По своей психологии “поповская вольница” — это химически чистый раскол: хочется пользоваться благами мира сего, доступными только в “мировом православии”, но не хочется подчиняться тамошнему начальству. Критика “мирового православия” при этом если и присутствует, то весьма сумбурная и, главным образом, личная, а не принципиальная. Единственное, что в ней постоянно, — это никак не замолкающая где-то на заднем плане басня Крылова про “зелен виноград”. Стоит какому-нибудь барину из “мирового православия” кокетливо подмигнуть таким раскольникам, — как в их среде сразу рождаются мифы об очередном исповеднике православия посреди “мировой апостасии”. Мы только что наблюдали эту картину при признании одного из “осколков” РПЦЗ низложенным Иерусалимским патриархом Иринеем. Никто даже вида не делает, будто допускает, что подобная декларация могла бы быть сделана в том случае, если бы Ириней не был низложен.
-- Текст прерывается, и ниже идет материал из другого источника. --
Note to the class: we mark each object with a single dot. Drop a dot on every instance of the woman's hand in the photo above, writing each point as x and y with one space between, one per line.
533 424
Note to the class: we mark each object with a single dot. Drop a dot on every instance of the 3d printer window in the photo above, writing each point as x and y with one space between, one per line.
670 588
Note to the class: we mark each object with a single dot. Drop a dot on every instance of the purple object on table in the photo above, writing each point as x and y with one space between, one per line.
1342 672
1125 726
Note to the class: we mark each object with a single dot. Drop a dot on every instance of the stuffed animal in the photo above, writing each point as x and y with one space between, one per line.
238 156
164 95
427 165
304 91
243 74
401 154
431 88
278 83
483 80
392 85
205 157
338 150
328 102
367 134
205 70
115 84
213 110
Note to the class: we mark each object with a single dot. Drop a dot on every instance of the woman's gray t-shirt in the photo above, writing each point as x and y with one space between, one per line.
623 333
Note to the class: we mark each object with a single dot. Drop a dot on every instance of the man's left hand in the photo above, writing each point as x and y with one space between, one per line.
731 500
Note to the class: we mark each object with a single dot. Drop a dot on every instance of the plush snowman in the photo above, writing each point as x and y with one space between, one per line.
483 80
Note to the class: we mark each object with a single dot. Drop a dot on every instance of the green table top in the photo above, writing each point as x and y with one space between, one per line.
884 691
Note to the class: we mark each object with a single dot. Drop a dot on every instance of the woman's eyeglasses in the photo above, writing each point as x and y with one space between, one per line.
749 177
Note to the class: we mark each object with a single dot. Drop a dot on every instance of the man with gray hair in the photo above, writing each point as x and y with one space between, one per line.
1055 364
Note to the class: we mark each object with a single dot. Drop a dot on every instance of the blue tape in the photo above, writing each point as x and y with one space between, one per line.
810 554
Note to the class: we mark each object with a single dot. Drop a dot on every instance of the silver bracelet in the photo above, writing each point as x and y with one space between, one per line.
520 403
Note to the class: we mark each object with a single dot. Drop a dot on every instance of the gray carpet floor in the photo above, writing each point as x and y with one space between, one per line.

И это критерий: в ИПЦ церковное общение с патриархом Иринеем воспринимается как клеймо, а для “поповской вольницы” это приобщение к мировому лэйблу: вроде как наш квас теперь будет продаваться под одной маркой с Самой пепси-колой.

Сейчас нужно было сказать о “поповской вольнице” для того, чтобы разобраться, почему ни Зарубежная Церковь, ни выходцы из МП не смогли принести в российские ИПЦ таких монашеских традиций, которые могли бы достойно сменить во всей нашей церковной организации катакомбное монашество середины ХХ века.